Avoiding a group of two moving people We examined how the proposed social reactive control algorithm allows the mobile robot to avoid a group of two moving people \(p_1\), \(p_2\) when moving from \(q_{\mathrm{start}}\) towards \(q_{\mathrm{goal}}\). Note that the relative distance between the moving persons \(p_1\) and \(p_2\) is about 1.8 [m]. The trajectories of the people and the robot with the SFM and SRC models are illustrated in Fig. 5h, i, respectively. As shown in Fig. 5h, the robot moved through the social interactive space causing humans uncomfortable, because their interaction might be interrupted. In contrast, the robot politely and, respectively, avoided the social group interaction as shown in Fig. 5i, because the robot navigation system took into account the social group interaction of two moving people \(p_1\) and \(p_2\) to generate the human group repulsive force \(\mathbf F _{r}^{\mathrm{hg}}\) for the social reactive control.

Overall, the experimental results shown in Fig. 5 demonstrate that our proposed social reactive control is fully capable of enabling mobile robots to avoid both stationary and dynamic human interactive groups, not only providing safety and comfort to the humans but also guaranteeing socially acceptable behaviours for the mobile robots in human interactive environments.

4 Discussions and conclusions

We have presented a social reactive control (SRC) for socially aware robot navigation systems in social environments. The socio-spatio-temporal characteristics of humans including human position, orientation, motion, field of view, human group and human–object interaction information are incorporated into the conventional social force model to develop the SRC algorithm. We have demonstrated the effectiveness of the proposed method through real-world experiments. The experimental results show that the proposed SRC method is capable of enabling a mobile robot to navigate safely and socially around humans, providing socially acceptable manners for the mobile robot in human interactive environments.

In human interactive environments, a mobile robot must detect and identify social states of individuals, human group and human–object interaction and react accordingly to maintain politeness and respect to human behaviours.
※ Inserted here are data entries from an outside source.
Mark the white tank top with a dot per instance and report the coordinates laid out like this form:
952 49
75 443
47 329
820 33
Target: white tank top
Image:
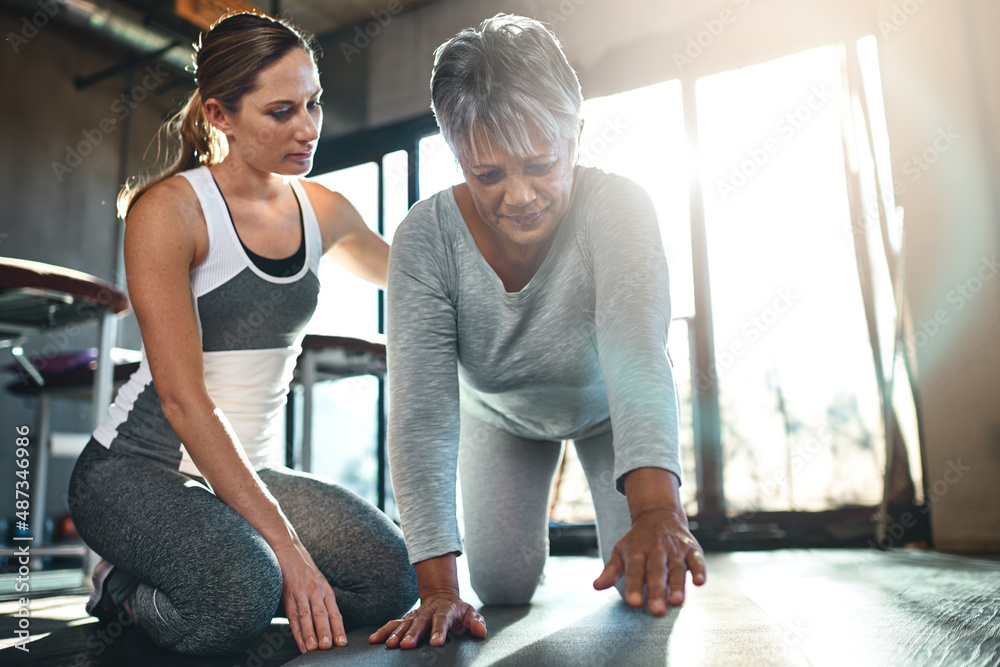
251 326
Instead of using the conventional motion planning biased on path planning rather than motion control such as randomized kinodynamic (RRT) [9], the probabilistic roadmap (PRM) [7], the D* [22], the A* [5] techniques, we more focus on the motion control, particularly the social reactive control, because social situations of human interactive groups might vary according to their daily activities, so that the mobile robot must react fast to any social interactive situations. Thanks to this approach, we can combine the proposed technique with a conventional path planning technique such as RRT, PRM, D*, A* to create a robot motion planning system that is capable of reacting to any social situations in the real-world environment.

In the future, various kinds of social cues and signals introduced in [25] and [13] will be recognized and applied to the model. Furthermore, we also consider using machine learning techniques, such as inverse reinforcement learning technique [12], to optimize the parameter setting of the proposed social reactive control method.